MUMBAI: Looking at 33-year-old Asha Saxena smile in a hospital ward on Friday, it is difficult to guess that she was close to death for an hour last Sunday. She had no heart rate or respiration as she suffered cardiac arrest while preparing meals for her children and husband at the Tarapur Atomic Power Station (TAPS).

Doctors and nurses at TAPS hospital persisted in giving her a cardiac massage and shocks for an hour to revive her. She was then transferred 100km away to Jupiter Hospital, Thane, where she underwent emergency angioplasty.

Asha has no recollection of Sunday’s happenings. “When my husband told me I had a stent in my artery, I couldn’t believe it until I saw the puncture marks,” she said, waiting for discharge on Monday.

Asha had lost 7kg in a couple of months due to exercises and diet. “I had a pain in my left arm for a few weeks, but neither me or the doctors I visited suspected any heart problem,” she said.
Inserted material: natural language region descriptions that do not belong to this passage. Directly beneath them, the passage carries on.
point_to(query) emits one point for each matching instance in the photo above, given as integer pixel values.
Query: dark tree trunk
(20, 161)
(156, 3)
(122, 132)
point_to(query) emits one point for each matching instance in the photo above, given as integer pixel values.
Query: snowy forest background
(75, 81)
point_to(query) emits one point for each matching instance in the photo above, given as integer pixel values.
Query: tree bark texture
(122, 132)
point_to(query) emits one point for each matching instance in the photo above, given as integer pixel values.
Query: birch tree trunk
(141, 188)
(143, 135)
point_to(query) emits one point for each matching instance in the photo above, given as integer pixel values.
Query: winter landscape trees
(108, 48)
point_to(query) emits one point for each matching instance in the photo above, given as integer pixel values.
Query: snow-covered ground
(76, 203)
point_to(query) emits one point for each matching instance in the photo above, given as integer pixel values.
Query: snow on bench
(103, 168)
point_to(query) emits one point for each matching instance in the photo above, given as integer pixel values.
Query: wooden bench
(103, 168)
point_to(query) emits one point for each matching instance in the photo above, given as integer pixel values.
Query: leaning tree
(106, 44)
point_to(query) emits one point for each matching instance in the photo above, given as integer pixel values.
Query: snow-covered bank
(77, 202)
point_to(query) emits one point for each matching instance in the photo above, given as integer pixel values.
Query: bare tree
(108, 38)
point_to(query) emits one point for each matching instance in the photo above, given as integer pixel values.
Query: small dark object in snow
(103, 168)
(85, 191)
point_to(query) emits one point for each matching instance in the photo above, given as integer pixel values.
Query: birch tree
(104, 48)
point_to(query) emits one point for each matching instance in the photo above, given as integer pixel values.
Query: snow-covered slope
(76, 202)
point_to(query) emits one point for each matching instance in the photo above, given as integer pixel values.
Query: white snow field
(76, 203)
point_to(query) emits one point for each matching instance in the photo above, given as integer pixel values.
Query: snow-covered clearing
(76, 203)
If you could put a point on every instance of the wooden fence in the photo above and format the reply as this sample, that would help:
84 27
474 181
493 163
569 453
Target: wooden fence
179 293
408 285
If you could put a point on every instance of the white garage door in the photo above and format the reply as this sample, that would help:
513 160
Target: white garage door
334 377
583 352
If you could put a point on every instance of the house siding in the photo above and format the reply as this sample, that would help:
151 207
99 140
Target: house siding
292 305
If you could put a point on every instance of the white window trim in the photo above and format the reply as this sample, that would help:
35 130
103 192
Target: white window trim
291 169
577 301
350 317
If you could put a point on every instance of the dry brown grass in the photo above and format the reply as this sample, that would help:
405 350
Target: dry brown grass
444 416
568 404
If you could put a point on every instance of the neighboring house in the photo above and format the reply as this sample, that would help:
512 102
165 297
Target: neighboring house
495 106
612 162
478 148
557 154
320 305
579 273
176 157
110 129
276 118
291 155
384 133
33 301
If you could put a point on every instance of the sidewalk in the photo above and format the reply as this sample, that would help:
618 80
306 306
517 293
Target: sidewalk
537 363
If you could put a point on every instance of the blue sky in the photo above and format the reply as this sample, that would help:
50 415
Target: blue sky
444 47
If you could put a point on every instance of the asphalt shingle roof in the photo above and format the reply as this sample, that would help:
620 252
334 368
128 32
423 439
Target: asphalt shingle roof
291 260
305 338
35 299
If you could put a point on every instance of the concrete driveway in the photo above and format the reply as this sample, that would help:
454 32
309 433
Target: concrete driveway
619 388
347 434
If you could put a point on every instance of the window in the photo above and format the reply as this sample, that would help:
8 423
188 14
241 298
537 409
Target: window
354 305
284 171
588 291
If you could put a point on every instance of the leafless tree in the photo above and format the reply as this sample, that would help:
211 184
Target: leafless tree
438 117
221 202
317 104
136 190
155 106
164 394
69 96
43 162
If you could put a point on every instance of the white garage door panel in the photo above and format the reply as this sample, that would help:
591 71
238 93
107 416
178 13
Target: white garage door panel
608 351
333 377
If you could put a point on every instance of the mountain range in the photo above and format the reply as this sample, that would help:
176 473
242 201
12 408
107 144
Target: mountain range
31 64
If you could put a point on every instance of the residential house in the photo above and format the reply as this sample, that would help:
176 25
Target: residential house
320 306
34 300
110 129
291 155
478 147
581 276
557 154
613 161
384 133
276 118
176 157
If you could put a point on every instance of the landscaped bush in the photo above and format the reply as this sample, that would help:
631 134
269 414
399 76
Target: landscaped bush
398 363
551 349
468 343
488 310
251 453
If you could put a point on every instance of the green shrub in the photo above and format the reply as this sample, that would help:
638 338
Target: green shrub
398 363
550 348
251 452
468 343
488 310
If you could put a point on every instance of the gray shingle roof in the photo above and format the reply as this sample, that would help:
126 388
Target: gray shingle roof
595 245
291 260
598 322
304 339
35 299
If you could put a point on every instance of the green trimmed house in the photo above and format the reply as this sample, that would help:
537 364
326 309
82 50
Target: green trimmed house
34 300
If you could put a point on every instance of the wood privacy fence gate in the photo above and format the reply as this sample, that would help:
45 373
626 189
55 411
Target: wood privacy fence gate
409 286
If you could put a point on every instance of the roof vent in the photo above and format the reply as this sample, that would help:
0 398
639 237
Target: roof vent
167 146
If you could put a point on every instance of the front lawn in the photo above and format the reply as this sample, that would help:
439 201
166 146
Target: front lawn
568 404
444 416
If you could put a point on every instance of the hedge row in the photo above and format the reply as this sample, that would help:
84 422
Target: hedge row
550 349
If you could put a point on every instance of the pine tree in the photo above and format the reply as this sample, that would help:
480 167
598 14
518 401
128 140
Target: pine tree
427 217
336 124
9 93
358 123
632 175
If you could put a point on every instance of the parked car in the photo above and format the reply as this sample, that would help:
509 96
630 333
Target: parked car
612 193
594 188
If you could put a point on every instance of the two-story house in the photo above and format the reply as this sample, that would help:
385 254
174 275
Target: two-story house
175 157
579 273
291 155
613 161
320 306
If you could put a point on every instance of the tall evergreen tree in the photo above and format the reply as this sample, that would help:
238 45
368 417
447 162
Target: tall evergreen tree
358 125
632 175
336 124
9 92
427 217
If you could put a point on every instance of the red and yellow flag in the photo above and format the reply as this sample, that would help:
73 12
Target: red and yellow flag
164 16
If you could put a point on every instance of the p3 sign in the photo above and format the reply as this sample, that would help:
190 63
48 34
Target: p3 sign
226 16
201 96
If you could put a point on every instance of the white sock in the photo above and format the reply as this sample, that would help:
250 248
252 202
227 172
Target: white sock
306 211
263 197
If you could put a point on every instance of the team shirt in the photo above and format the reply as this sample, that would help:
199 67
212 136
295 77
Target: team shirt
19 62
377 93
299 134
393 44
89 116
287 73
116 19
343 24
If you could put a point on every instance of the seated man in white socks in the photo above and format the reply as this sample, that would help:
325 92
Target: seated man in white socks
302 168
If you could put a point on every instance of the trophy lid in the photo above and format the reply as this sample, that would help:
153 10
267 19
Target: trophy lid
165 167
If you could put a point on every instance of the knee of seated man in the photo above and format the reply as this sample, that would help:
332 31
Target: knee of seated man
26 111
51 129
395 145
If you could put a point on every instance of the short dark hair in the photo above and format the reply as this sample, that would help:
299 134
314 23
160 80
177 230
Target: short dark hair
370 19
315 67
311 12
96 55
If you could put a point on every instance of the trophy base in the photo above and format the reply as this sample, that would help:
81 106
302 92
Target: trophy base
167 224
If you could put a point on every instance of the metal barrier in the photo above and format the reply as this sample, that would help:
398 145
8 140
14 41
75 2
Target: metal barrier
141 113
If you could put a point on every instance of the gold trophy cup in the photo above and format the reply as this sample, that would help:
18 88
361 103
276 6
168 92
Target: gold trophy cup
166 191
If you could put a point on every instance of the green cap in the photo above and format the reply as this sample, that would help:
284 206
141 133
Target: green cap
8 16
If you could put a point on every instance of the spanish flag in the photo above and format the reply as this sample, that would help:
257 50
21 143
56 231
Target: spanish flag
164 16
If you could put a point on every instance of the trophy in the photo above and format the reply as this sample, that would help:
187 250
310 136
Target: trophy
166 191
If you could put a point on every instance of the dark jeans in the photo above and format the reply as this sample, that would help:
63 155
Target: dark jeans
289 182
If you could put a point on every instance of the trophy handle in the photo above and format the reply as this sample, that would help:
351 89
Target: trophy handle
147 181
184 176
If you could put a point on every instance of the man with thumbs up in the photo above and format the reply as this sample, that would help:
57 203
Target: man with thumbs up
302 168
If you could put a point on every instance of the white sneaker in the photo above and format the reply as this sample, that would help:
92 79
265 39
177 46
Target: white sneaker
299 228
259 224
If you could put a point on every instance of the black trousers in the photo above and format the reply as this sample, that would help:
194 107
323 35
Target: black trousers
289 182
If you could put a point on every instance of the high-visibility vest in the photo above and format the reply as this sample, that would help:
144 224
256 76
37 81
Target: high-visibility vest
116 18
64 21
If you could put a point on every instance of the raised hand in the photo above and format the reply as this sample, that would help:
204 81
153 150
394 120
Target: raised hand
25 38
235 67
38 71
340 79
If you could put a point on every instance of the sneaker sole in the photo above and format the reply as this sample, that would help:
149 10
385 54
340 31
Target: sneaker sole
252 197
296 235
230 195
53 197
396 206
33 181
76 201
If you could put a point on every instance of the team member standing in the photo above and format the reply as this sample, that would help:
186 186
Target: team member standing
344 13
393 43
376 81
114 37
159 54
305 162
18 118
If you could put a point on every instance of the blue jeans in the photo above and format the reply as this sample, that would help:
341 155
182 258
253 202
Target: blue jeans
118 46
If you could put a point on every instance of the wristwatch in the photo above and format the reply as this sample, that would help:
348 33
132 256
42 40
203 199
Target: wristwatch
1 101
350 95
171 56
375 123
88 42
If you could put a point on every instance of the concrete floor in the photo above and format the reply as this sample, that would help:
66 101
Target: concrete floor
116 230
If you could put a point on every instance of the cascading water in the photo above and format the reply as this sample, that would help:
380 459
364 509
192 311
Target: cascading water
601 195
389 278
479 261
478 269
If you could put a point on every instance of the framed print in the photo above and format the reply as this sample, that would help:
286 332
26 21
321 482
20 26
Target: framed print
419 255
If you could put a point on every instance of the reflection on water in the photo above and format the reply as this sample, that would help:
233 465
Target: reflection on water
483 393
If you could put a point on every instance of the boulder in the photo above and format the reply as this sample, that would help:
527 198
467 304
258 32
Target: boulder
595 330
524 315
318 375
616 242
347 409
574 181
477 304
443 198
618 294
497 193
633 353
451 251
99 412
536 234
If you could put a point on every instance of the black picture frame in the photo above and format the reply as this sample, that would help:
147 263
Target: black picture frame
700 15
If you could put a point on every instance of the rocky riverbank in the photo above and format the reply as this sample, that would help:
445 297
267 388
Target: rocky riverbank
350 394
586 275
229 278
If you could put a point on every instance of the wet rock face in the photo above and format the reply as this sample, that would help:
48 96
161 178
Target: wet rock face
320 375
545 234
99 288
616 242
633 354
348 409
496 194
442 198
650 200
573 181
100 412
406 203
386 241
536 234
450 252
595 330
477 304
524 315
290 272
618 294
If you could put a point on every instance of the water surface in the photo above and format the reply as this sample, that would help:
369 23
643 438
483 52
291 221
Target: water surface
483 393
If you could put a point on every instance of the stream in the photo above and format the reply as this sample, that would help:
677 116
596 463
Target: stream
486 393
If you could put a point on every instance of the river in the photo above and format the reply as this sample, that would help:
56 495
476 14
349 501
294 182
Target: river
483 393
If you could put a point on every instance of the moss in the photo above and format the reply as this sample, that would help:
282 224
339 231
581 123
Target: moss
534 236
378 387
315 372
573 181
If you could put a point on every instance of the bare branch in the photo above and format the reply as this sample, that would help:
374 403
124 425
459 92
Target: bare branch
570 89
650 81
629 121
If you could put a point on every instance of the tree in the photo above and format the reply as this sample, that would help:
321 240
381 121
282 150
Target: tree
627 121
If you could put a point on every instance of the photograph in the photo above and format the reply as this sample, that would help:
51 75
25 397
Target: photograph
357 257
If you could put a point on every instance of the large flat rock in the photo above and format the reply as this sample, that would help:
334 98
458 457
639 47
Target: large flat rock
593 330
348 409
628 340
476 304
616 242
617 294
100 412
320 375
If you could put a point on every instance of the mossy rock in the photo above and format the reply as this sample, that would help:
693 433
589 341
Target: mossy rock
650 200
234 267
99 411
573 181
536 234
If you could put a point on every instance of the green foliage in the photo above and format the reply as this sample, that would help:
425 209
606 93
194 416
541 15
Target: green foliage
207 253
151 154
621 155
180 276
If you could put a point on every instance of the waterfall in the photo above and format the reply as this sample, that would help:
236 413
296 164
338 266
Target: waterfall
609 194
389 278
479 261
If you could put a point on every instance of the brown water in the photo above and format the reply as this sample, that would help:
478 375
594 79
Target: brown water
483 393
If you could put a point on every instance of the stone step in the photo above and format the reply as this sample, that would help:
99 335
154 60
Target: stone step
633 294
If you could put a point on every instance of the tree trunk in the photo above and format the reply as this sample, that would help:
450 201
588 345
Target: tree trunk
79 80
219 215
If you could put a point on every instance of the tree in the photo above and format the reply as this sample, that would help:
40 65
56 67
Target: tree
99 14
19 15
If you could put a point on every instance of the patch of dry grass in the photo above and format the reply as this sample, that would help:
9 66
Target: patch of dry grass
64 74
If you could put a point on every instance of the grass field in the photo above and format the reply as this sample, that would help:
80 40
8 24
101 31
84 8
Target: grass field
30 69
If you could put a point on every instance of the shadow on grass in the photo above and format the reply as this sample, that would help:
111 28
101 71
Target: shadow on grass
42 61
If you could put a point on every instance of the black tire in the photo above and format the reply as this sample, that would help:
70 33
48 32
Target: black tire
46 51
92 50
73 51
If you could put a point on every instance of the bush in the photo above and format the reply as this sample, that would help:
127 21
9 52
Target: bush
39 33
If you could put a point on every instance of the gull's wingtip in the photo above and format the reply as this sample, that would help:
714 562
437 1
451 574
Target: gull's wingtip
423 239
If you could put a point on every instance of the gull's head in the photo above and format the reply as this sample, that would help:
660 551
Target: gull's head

Cardiologist Vijay Surase, who operated on Asha, said, “Young women are believed to have natural protection against heart attacks... but Asha’s husband was quick to recognize the symptoms of heart problem and rush her to hospital.” He added, “Moreover, the persistent CPR and clotbusting medication given by TAPS medical team made a big difference.’’ Asha complained of uneasiness and chest pain around 11 am. “Her ECG didn’t show any changes and her chest pain vanished,’’ said her husband Ashish. However, in the next 15 minutes, the pain returned and she was rushed to ICU.

Dr P R Das, senior medical officer, said, “We began CPR... A team of two doctors and three nurses took turns over the next hour to revive her.’’ They gave her two shocks using a defribillator. The second shock revived her, but she had hyper movements. At Jupiter Hospital, doctors rushed her to the cath lab for an angiography after scans ruled out brain stroke. “It showed fresh blood clot from one of the major blood vessels,’’ he said. One stent was placed in the main vessel. She was in coma state for two days because of decreased blood and oxygen supply to brain.

Dr Prafulla Kerkar, who heads the cardiology department of KEM Hospital, said the episode reveals the importance of chest compressions. “Everybody should learn to perform cardiac pulmonary resuscitation (CPR). Lives can be saved not only within the hospital but even outside,’’ he said. Cardiologist Dr Ganesh Kumar from L H Hiranandani Hospital, Powai, said, “Giving CPR ensures that the heart’s muscles don’t go into standstill after which revival is difficult.”

Dr N O Bansal, who heads the cardiology department of JJ Hospital, said CPR can produce result within five minutes or could continue for an hour or more, depending on whether the patient's vital parameters improve during the procedure. “It is credible that the medical team carried on,” he said.